The question hung in the air. Her mouth trembled, but she just shook her head.

“We can try again,” he said urgently. “If it wasn’t any good—”

“It was wonderful,” she said in such a small, sad voice it took him a moment to register what he’d said.

“Then—?”

“I don’t want to talk about it.”

He stared at her, frustrated. If he didn’t know what it was, he couldn’t fix it. She was cold. He fetched an eider-down and tucked it around her, hesitated, and then gathered her against him. She made no objection, thank God, because he didn’t know if he could let her go.

He held her in his arms, tucked against his chest, warming her with his body, supporting her. She stared out of the window, and a tear rolled slowly down her cheek.

Gabe felt desperate. How could he make her trust him enough to talk to him? “Whatever it is, I will make it right. Just say…” There was nothing he wouldn’t do for her.

She shook her head. The tears came again, rolling silently down her cheeks.

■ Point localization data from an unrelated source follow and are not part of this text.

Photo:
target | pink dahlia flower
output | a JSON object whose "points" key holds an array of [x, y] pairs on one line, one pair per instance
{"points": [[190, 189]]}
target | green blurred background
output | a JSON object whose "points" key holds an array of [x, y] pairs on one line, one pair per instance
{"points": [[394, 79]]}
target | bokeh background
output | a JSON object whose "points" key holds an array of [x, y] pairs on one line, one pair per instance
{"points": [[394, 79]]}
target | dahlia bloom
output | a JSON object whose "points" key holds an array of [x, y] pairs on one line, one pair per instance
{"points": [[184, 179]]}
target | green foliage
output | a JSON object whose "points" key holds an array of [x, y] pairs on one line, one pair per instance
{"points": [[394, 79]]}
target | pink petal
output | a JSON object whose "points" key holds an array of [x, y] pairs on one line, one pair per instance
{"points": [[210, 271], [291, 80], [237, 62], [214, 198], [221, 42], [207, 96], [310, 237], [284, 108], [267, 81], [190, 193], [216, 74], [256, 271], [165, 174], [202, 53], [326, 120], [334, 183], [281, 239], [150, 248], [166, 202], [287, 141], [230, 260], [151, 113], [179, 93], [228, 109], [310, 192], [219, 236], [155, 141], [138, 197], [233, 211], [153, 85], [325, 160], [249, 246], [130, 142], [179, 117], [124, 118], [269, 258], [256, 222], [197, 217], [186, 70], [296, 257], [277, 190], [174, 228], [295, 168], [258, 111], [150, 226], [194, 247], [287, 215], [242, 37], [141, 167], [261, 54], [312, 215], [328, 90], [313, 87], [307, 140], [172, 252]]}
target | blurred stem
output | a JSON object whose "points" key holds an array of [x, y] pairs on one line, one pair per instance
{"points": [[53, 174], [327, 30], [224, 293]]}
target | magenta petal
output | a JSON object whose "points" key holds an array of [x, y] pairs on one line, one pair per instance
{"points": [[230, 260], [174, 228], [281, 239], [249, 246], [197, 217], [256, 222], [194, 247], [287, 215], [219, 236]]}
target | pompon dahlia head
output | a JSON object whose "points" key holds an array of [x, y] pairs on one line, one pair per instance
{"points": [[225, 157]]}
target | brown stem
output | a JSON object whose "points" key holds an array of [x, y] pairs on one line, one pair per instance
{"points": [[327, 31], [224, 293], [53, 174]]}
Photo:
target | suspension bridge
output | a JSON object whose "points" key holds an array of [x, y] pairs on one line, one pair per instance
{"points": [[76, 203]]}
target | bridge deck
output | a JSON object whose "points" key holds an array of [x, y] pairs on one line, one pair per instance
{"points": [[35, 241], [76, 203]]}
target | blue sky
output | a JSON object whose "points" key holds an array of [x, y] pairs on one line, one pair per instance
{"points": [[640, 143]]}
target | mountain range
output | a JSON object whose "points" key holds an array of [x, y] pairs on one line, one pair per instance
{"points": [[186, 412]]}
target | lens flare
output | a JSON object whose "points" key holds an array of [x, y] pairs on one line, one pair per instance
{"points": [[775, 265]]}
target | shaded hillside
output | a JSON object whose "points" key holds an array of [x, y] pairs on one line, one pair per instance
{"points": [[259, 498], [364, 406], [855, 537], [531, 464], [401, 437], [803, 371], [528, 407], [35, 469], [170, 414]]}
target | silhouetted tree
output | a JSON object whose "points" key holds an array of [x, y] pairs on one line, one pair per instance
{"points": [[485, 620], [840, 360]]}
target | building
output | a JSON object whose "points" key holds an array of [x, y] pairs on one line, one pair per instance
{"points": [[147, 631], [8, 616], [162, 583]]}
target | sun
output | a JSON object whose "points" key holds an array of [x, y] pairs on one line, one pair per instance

“Was it something I did? Or didn’t do?”

Her face crumpled. “No,” she said brokenly and turned to him in distress. She hugged him convulsively. “It’s not your fault at all. What you did—what we did together was utterly…I’ve never…It was just…perfect.”

Her eyes filled with tears and she dashed them away. “I’m sorry; I don’t know what the matter is with me. I felt—I feel wonderful and cherished, I really do.”

She felt wonderful and cherished, Gabe thought bleakly. That’s why she looked so miserable.

What was a man supposed to do with that?

How could he teach her to want him the way he wanted her?

“Come back to bed and let me cherish you some more,” he said hoarsely. He had no idea what to do, other than to love her. All he could think of was that he needed to wipe that desolate look off her face. If he could make her body sing with passion, and keep it singing, then maybe…

He kissed her, and she kissed him back. It was a start, he told himself. She kissed as if she meant it.

He carried her back to bed and made love to her for the third time, very slowly and thoroughly, cherishing her with every fiber of his body and soul. She returned kiss for kiss, and caress for tender caress with a kind of desperate earnestness that almost broke his heart.

She was trying too hard. He knew what that meant.